Even when I am enjoying myself, part of me is still counting down the hours and minutes before I can crawl back into my cave again and hide from the world. isolated and alone and safe.
Which is, of course, the very condition I lament, loathe, and long to leave. I am more than willing to rail against the bars of my cage.
But only from inside the cage.
When I am out, I can’t wait to get back in.
Just today, I realized that despite my never having taken disappointment well, if a friend canceled plans to meet, a shameful part of me would be giddy from the relief.
And that really does fill me with shame. I feel like I am being disloyal to the person on a deep and terrible level, like I violated the connection between us, even though all I did was feel an emotion.
And emotions are never wrong. Only actions can be wrong.

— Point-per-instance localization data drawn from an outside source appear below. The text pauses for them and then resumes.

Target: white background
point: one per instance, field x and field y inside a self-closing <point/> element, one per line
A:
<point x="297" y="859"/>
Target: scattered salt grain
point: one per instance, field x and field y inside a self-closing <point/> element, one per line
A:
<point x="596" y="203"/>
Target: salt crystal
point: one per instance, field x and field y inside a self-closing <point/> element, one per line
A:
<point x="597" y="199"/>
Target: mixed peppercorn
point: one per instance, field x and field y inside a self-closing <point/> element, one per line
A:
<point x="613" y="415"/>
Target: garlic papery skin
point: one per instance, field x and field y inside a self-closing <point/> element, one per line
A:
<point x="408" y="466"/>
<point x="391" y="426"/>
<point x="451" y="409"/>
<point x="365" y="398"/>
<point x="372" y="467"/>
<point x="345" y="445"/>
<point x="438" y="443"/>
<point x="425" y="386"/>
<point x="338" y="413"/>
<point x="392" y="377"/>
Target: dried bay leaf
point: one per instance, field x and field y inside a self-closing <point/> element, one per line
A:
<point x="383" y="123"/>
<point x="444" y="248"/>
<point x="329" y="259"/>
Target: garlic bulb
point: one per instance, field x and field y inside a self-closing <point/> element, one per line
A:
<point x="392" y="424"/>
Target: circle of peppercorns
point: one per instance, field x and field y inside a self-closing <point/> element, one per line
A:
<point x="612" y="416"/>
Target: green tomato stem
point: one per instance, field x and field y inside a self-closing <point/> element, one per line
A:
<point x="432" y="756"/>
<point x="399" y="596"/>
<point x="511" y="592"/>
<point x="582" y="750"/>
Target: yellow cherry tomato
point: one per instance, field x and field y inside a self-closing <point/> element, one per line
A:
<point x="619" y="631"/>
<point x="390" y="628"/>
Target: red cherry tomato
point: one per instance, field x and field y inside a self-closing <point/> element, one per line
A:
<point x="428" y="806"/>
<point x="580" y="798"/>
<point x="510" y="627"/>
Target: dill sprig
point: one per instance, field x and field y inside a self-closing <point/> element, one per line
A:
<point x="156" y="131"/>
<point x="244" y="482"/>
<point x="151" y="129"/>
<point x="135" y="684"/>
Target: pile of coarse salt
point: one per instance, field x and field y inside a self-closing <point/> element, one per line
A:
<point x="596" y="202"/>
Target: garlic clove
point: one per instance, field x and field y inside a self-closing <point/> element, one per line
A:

And yet, I would be ashamed. Neurosis.
I have been thinking about my tendency to cling to where I am like a barnacle lately, so that each transition, no matter how small, leaves me with tendrils reaching back longingly towards the suddenly sacred socket I just left.
It’s quite unhealthy. I would be far better off if I just accepted change and thus was able to confidently put one thing down and pick up another, safe in the knowledge that whatever it was will be there for me when I have time for it again.
Instead, I have a life full of bruising dislocations, never all in one place, nevr fully in the moment, with parts of me left behind in everything I have done and the wounded animal in me just wanting to go back into hiding from everything forever.
I am serious. Everything. Forever. Infinite fear stretching to every horizon. That is what my anxiety feels like sometimes. Like the only real relief would be to stop existing.
Would if I could.
After all, that’s the message I got all through my childhood. Pretend you don’t exist. Be quiet and fade into the background. You are not and never will be welcome. You will always be an intruder to us. So don’t remind us that you are here. Be as small as possible. And don’t ever ask for anything because you deserve nothing. Absolutely nothing. Not time, not energy, not money, not space. You don’t even deserve to be alive. The sum total of our love for you is expressed by us letting you stay,
But make no mistake. We do not want you here. Everything was better before you showed up. You don’t belong.
No wonder I learned to retreat into my own little world of media consumption. After all, like Robin Williams said, “I used to think the worst thing of all was to be alone. But it’s not. It’s to be with people who make you feel alone.”
I’d argued that it’s even worse to be with people who make you feel worse than alone, they make you feel alone and unqworthy and unwelcomne and useless and worthless.
I’ve carried that feeling of utter incompetence and total worthlessness with me for a long time. It’s buried deep in my code because it was installed when I was very young.
And it’s got to go. I am a good person. I have a lot of talent and intellect and personal awesomeness and I am a really sweet guy.
I have nothing to be ashamed of. (Repeat one million times. )
Somehow, I have to get to that place where I feel like I am okay.
It’s a long steep climb.
But I will NEVER stop trying.
I will talk to you nice people again tomorrow.